Starte wieder dein Gentoo Linux und kopier die Dateien nach /usr/portage/distfiles

Dann kannst du dhcpcd ganz normal mit "emerge dhcpcd" installieren

----------

## malisha

also dhcpcd ist jetzt installiert. 

Aber leider kommt jetzt: "network interface eth0 does not exist (habe es aber sogar bei der Installation angegeben) Please verify hardware or kernel module (driver) ERROR: cannot start netmount as net.eth0 could not start"

----------

## malisha

So, habe das Problem nun selber geloest. 

Habe dann  *Quote:*   

> emerge xorg-x11 emerge kde und emerge xdm

  gemacht, es wurde alles heruntergeladen und auch installiert.

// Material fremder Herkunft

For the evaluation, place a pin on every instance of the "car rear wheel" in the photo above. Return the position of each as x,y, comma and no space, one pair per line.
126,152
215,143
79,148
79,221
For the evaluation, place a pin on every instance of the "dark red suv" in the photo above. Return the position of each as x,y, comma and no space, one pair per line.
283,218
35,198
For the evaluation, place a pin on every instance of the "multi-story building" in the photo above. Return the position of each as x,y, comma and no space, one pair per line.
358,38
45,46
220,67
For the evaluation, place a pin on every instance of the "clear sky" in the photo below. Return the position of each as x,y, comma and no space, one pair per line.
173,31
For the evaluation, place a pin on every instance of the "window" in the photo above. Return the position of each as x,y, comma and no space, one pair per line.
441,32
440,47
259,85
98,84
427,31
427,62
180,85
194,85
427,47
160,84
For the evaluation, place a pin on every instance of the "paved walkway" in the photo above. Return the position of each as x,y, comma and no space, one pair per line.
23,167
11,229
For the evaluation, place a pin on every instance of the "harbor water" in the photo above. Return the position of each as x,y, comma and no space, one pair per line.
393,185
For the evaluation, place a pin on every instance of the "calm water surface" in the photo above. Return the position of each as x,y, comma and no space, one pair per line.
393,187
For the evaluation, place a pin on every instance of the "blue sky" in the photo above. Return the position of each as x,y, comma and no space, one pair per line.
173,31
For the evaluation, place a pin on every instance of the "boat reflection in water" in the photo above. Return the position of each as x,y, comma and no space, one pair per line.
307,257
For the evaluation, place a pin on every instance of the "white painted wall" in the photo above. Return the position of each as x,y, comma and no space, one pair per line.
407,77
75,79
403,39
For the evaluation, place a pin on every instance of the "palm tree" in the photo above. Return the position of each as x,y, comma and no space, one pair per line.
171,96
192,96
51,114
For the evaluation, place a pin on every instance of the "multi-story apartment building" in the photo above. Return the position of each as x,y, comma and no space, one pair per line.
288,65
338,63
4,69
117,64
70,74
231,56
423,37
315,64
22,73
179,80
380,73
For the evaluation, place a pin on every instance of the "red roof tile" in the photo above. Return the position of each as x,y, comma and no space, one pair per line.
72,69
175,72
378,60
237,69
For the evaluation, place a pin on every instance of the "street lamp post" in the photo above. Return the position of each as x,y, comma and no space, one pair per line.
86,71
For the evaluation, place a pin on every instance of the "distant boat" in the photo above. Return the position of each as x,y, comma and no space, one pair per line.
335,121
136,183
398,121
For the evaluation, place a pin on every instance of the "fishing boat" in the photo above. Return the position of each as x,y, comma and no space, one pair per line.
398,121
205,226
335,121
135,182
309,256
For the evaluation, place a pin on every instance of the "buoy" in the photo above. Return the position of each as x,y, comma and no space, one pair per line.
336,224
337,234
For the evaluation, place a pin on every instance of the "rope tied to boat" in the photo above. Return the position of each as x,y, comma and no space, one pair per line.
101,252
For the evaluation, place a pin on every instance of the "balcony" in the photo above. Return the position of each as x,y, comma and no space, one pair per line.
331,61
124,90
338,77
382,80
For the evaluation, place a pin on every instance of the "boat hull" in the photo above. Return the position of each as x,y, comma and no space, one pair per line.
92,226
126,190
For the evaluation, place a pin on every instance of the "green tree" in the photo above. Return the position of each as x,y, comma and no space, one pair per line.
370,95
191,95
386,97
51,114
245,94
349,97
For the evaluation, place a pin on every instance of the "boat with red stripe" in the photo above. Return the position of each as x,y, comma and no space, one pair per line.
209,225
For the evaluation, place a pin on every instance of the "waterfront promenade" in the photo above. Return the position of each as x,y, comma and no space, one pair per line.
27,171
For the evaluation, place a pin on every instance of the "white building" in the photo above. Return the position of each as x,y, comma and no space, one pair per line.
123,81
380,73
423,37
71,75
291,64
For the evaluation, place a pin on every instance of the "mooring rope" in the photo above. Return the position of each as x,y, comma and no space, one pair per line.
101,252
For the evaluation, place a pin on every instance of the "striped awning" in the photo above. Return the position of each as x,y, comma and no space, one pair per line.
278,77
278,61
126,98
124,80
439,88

Also habe ich nochmalgebootet, doch es kommt immernoch keine grafische Oberflaeche und auch keine Fehlermeldung, nur  *Quote:*   

> starting local

 

Danach hab ich im Wiki eine Anleitung gefunden, um X zu konfigurieren. Bin ihr gefolgt, es hat dabei auch keine Fehlermeldungen gegeben. Danach wieder neu gebootet, kam allerdings immernoch nichts, nur wieder "starting local". Nun nochmal meine Frage, wie bekomme ich die grafische Oberflaeche?

----------

## malisha

Habe jetzt mit  *Quote:*   

> echo "exec startkde" > ~/.initrc 
> 
> startx

 

kde gestartet. Wenns wieder Probleme gibt melde ich mich, danke fuer die Hilfe  :Smile: 

----------

## firefly

wenn du dich graphisch anmelden möchtest, zb. über KDM, dann musst du xdm in deinen runlevel hinzufügen.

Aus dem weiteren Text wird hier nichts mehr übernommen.